Артур издал короткий смешок, в ответ на который никто не улыбнулся.

— Беги к старику, — велел он Блу. — Я доведу её до дома. Скажи, всё с ней ладно, раз первым делом вздумала огрызаться.

Мальчишка тут же исчез за столбом, затем его спина пару раз мелькнула среди развалин и наконец он скрылся из виду. Мы с Артуром остались одни. Снова.

Я бегло оглядела себя. Платье и волосы были сухими, сумка и цветы, завёрнутые в платок, валялись у подножия раздвоенного камня.

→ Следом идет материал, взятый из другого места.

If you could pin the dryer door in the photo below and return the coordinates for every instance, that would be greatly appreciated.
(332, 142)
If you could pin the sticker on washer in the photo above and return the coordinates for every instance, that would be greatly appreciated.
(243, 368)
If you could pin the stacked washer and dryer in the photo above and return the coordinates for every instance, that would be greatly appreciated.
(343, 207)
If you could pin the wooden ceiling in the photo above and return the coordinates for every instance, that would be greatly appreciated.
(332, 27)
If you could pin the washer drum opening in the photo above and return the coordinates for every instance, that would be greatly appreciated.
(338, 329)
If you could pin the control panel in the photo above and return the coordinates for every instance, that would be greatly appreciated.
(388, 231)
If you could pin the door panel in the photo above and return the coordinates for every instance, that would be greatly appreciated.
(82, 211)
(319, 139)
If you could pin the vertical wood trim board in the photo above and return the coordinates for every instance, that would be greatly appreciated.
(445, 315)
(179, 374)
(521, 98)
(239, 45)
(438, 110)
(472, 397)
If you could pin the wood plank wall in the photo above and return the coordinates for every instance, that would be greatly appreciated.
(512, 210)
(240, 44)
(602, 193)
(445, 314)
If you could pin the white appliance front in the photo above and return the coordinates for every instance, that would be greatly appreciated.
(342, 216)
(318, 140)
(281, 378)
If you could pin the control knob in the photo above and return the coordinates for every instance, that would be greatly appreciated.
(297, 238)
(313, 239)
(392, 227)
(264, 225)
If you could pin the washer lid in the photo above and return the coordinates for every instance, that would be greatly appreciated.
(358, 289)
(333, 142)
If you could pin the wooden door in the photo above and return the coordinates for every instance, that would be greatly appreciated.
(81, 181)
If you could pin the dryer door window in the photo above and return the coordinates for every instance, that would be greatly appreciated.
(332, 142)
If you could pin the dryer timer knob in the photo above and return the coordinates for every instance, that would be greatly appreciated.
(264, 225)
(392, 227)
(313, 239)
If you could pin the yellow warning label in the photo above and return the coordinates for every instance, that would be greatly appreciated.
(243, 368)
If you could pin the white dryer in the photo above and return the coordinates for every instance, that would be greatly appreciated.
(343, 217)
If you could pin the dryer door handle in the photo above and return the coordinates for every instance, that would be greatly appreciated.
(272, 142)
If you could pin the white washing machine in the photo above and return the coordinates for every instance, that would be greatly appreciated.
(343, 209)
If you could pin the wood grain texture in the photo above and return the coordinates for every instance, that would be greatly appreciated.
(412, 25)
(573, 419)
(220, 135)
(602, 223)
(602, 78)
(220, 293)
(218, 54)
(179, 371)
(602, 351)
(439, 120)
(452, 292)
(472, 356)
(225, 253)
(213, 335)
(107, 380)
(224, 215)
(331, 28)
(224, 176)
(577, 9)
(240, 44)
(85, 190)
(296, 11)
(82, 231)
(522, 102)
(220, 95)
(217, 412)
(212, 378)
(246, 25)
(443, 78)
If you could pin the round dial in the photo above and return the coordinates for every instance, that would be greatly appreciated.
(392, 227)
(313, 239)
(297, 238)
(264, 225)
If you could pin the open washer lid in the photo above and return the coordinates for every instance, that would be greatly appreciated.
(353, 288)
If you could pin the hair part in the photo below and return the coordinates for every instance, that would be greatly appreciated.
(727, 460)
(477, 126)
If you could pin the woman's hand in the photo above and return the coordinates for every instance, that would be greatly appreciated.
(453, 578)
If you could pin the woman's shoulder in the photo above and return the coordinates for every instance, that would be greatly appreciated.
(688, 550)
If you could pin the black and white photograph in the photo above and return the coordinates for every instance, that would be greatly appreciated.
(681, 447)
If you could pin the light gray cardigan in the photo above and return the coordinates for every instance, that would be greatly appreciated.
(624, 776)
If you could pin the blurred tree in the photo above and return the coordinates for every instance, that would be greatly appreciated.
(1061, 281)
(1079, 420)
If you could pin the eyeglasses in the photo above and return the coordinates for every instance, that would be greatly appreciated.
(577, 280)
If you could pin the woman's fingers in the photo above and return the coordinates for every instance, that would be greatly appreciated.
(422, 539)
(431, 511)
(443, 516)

И сама я, очевидно, не двигалась с места – так и лежала там, куда рухнула, попятившись от столба, — на негустой, растущей пучками траве.

Заходившиеся в страшном крике камни, озеро, поглотившее меня, и то, что я видела в его глубинах, почти на самом дне, — ничего этого на самом деле не было. Я просто упала и потеряла сознание.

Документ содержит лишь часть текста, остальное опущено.